The Rint model belongs to the category of equivalent circuit models and it does not consider the short-term battery dynamics. The parametrization procedure is a bit more complex than the Shepherd model one, but all the information can still be found in the manufacturer’s datasheet. The parametrization procedure considers different discharge curves, thus obtaining parameters that are somehow current dependent.
The Thevenin model belongs to the category of equivalent circuit models and, thanks to the RC branch, it can simulate the short-term battery dynamics. To parametrize the model, costly and time-consuming tests are required.
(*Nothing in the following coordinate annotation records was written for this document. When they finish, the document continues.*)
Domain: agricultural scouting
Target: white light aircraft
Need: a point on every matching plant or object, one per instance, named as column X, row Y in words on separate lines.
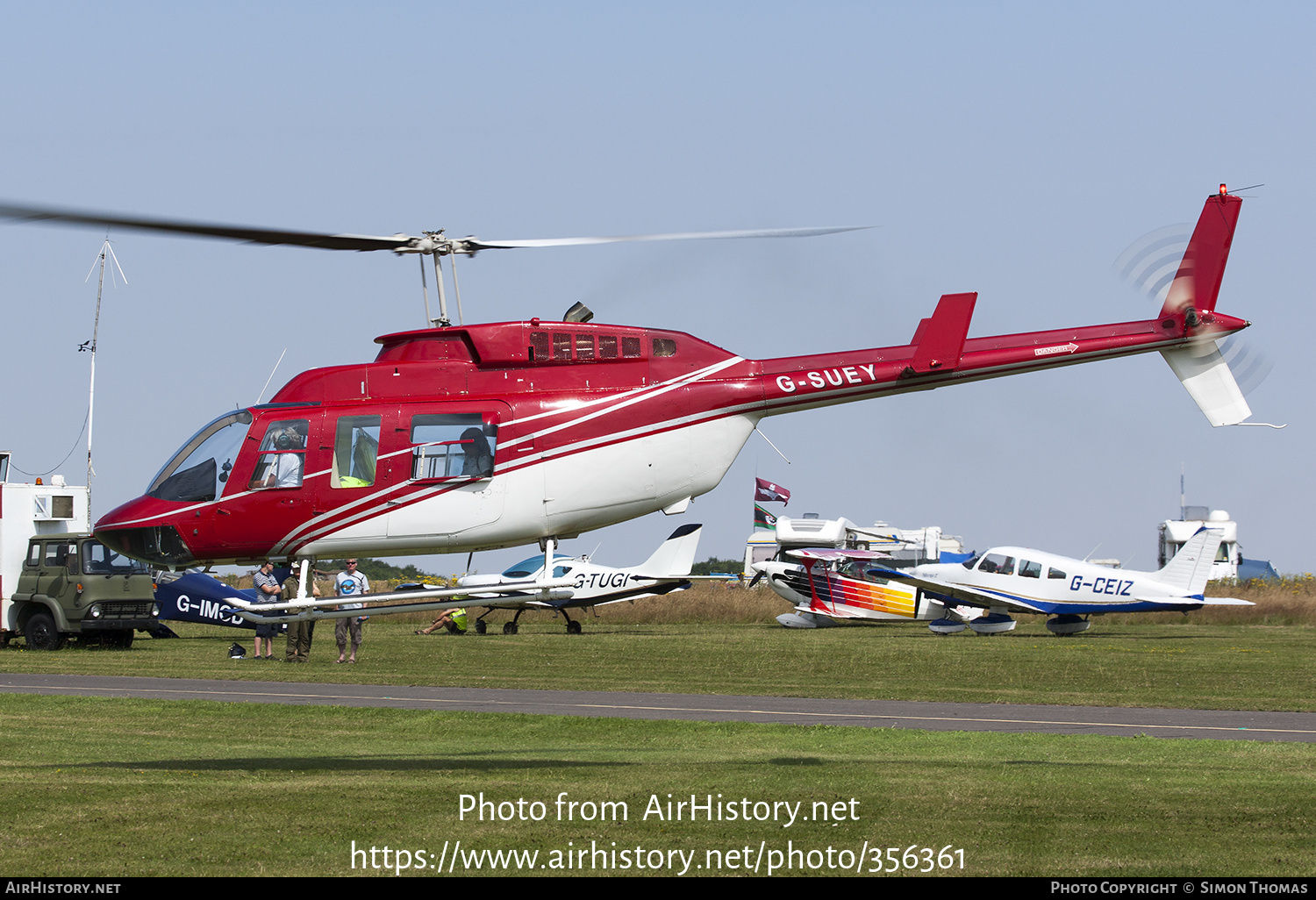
column 591, row 584
column 554, row 582
column 853, row 584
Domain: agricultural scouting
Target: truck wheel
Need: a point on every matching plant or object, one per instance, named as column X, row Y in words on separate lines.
column 42, row 634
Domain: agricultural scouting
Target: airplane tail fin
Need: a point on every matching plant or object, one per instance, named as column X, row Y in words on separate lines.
column 676, row 555
column 1192, row 296
column 1190, row 570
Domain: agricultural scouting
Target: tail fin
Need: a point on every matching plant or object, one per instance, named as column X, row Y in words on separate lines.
column 1197, row 284
column 1192, row 295
column 1190, row 570
column 676, row 555
column 1205, row 375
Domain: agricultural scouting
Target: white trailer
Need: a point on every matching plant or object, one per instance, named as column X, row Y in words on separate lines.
column 28, row 510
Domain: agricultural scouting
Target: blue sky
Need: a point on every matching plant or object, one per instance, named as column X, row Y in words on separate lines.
column 1008, row 149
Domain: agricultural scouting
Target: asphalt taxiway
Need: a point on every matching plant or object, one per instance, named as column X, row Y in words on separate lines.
column 1215, row 724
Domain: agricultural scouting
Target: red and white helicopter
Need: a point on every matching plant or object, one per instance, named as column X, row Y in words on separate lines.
column 473, row 437
column 855, row 586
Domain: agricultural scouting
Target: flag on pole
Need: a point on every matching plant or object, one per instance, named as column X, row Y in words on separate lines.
column 765, row 489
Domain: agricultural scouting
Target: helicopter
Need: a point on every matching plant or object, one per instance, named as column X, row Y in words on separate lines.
column 468, row 437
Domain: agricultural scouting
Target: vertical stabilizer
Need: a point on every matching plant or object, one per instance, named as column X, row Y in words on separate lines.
column 1190, row 570
column 1205, row 375
column 674, row 557
column 1197, row 284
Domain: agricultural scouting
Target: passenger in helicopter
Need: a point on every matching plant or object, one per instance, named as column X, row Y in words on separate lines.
column 476, row 458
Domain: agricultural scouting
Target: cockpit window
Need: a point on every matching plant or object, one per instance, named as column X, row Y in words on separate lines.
column 283, row 454
column 995, row 562
column 453, row 445
column 355, row 450
column 199, row 470
column 528, row 568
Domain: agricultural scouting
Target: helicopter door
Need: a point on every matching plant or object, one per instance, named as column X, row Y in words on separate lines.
column 454, row 461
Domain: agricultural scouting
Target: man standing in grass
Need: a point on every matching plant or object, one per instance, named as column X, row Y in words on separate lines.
column 350, row 583
column 268, row 587
column 300, row 632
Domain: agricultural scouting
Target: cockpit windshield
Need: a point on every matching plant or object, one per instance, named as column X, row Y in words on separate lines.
column 528, row 568
column 199, row 470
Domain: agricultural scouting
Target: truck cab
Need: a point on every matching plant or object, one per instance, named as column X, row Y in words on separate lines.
column 73, row 584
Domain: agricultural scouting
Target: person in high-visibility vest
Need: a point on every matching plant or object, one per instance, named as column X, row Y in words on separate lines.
column 454, row 620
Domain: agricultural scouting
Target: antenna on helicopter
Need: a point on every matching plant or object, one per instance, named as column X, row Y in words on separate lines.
column 107, row 252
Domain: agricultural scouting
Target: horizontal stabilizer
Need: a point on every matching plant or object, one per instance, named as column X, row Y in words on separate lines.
column 1208, row 381
column 1190, row 570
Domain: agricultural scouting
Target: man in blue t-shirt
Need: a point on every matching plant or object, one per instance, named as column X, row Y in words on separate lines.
column 350, row 583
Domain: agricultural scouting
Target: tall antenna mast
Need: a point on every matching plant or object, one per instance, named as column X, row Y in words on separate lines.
column 105, row 252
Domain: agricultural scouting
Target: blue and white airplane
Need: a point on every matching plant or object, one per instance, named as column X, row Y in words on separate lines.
column 547, row 581
column 589, row 583
column 1002, row 581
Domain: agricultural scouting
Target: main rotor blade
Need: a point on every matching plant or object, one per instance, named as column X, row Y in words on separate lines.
column 478, row 244
column 207, row 229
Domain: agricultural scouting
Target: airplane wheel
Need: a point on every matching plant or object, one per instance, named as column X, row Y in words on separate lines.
column 42, row 634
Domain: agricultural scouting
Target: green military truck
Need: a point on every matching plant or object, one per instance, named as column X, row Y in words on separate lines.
column 74, row 586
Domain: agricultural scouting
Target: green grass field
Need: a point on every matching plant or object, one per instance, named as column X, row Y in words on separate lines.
column 134, row 787
column 124, row 787
column 1134, row 665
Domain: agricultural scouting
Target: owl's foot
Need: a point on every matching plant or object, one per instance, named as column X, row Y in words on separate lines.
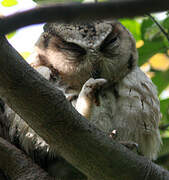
column 91, row 89
column 89, row 96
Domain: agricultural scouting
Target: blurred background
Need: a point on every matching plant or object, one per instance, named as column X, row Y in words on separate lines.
column 152, row 45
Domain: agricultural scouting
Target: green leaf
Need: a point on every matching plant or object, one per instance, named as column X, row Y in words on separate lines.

Table 9 summarizes the RMSE, expressed in mV, for all the model and test combinations. The bold numbers highlight the minimum obtained RMSE. It can be noticed that, considering the datasheet curves, the models can describe well the behavior of the battery for 0.2, 1 and 1.67 C. For 6.67 C (20 A), the best results were obtained with the
Rint model. The
Thevenin model gives the best results in all the experimental tests in terms of RMSE, but both the
Sheperd and
Rint models give adequate simulation results.
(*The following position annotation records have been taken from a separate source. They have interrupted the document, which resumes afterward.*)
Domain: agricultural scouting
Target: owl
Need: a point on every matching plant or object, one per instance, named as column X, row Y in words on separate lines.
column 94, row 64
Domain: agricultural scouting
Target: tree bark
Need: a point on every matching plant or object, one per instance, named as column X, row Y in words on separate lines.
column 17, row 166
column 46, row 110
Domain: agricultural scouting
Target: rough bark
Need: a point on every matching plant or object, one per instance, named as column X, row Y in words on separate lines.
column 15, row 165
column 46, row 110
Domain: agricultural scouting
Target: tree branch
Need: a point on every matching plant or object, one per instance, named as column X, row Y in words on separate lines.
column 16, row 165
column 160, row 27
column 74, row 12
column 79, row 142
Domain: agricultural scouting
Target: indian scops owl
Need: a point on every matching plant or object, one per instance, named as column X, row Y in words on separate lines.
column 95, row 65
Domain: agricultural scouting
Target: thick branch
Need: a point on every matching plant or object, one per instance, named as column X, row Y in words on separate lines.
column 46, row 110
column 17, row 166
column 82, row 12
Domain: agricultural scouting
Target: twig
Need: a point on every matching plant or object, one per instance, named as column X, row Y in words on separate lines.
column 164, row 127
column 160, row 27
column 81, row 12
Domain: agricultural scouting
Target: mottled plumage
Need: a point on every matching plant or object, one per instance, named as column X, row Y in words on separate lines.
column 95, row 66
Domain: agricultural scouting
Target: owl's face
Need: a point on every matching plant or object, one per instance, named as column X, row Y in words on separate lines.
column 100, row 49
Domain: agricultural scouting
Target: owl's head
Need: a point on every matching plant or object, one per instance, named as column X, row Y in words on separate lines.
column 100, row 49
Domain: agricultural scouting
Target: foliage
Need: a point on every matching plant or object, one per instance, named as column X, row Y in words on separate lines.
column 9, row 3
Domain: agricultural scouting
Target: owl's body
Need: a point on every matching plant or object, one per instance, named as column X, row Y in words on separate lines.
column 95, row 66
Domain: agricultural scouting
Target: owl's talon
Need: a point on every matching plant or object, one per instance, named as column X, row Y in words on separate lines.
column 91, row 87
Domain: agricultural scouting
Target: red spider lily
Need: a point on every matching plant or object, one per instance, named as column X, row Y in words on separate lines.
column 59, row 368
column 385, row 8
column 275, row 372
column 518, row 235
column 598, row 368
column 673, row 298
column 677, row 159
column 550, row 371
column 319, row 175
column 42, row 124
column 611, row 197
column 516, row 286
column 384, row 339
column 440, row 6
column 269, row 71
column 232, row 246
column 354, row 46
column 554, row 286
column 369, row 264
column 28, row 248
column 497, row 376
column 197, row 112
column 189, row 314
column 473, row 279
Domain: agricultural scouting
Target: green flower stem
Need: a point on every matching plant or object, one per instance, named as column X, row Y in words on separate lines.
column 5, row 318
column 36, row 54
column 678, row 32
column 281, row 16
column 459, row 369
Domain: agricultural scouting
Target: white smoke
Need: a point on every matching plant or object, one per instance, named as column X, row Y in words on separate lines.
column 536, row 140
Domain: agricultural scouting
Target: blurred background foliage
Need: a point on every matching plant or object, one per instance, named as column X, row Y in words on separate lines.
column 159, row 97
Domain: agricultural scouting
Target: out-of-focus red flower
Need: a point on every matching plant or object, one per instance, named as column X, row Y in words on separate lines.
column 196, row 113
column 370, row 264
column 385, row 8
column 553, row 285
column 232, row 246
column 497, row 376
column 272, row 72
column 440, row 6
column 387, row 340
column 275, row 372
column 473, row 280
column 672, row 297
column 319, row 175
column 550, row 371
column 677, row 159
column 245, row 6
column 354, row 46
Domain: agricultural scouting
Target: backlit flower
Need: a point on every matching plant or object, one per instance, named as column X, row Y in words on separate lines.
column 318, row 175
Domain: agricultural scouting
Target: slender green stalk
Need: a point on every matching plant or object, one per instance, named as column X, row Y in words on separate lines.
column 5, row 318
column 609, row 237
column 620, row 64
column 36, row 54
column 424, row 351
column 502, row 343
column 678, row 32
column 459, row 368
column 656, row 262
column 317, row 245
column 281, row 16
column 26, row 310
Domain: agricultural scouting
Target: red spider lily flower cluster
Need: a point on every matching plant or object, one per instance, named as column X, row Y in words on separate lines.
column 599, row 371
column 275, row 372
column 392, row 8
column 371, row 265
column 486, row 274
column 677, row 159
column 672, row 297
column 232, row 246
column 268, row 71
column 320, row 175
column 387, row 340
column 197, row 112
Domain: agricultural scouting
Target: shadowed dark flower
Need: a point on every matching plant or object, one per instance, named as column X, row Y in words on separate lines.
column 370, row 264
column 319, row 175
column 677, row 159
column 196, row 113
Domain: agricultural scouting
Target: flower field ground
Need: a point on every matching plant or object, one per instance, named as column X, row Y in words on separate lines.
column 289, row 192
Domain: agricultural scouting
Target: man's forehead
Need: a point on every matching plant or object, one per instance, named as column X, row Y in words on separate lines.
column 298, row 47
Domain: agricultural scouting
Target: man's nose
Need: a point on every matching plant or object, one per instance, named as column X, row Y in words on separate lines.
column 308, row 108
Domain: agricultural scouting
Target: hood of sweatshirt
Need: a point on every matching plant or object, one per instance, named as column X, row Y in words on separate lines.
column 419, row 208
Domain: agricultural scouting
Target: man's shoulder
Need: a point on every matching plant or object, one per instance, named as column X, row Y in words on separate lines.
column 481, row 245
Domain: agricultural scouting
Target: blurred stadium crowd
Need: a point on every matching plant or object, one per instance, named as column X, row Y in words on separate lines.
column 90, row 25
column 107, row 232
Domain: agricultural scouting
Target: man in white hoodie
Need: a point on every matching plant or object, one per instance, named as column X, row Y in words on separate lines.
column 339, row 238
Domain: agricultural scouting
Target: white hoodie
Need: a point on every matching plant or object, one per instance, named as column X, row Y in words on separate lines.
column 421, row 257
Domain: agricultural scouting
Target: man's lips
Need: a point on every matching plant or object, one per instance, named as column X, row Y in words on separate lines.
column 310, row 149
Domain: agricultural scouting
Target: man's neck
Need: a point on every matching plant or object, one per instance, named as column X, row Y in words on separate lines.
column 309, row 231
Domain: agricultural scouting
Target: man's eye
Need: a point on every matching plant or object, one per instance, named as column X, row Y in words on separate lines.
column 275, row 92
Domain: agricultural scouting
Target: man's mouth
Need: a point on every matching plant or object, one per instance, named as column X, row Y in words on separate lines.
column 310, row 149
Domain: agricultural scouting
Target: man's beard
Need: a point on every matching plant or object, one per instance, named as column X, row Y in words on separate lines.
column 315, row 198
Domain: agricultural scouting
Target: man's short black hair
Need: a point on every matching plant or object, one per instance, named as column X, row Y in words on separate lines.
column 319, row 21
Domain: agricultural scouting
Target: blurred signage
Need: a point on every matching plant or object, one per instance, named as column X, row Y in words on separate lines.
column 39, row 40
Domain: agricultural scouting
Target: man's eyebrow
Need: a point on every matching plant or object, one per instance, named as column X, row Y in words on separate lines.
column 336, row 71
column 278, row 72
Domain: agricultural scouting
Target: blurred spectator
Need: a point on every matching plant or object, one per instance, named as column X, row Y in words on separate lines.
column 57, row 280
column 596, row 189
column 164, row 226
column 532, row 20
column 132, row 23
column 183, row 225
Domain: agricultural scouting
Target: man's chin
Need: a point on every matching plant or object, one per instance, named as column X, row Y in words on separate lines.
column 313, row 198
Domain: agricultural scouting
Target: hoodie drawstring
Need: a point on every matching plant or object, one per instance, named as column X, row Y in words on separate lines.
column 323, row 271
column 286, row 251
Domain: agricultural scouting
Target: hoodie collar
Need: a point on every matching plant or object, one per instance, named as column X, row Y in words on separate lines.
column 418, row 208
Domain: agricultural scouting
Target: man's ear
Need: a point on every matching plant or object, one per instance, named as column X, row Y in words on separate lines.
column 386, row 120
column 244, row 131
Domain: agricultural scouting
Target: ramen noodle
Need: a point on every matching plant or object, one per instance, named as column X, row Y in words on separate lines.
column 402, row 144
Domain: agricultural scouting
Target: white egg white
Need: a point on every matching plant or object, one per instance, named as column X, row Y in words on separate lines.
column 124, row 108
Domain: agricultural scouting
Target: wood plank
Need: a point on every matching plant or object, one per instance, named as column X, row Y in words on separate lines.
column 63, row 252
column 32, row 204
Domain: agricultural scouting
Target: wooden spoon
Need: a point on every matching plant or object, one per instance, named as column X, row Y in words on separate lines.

The Sheperd and Rint models can be therefore used in early design phase, for example for a rough comparison between different types of cells, considering nominal voltage, weight, cost, overall dimensions, and quickly evaluating the performance of the battery pack. Once the cell type for the application is defined, the PDT can be performed to obtain the parameters for the Thevenin model, which gives better results in terms of accuracy. Moreover, the accuracy of the Thevenin model can be further improved by considering the parameters variable with current, temperature, age etc. by performing appropriate tests.
6. Conclusions
In this article, three battery equivalent circuit models (Shepherd, Rint, Thevenin) selected from the literature were presented and the parameters estimation procedures for each model were described. The parameters estimation procedures were systematically applied to the LG 18650HG2 battery cell. It should be noted that, for the Shepherd and Rint models, the parametrization can be carried out using just the information on manufacturer’s datasheets. However, their accuracy is limited by the veracity and precision of the curves and parameters in the datasheets. On the other hand, the Thevenin model requires a costly test-bench and time-consuming experimental test for its parametrization. The advantage, in this case, is the possibility to have a perfect knowledge of measurements and parameters estimation uncertainties. The comparison of the three models showed that Thevenin model, whose parameters were obtained from experimental tests, gave the best results as expected. However, the Shepherd and Rint models gave adequate simulation results, proving to be suitable for the early design stages of a battery-powered system. In this work, the temperature, battery current and ageing effect on the parameters were not considered, as this information would require expensive equipment and extensive testing. The aim of the work was to identify three easy-to-implement battery models, suitable for the early stages simulation and design of a battery-powered system. In the optimization phase of such systems, more accurate models should be used instead.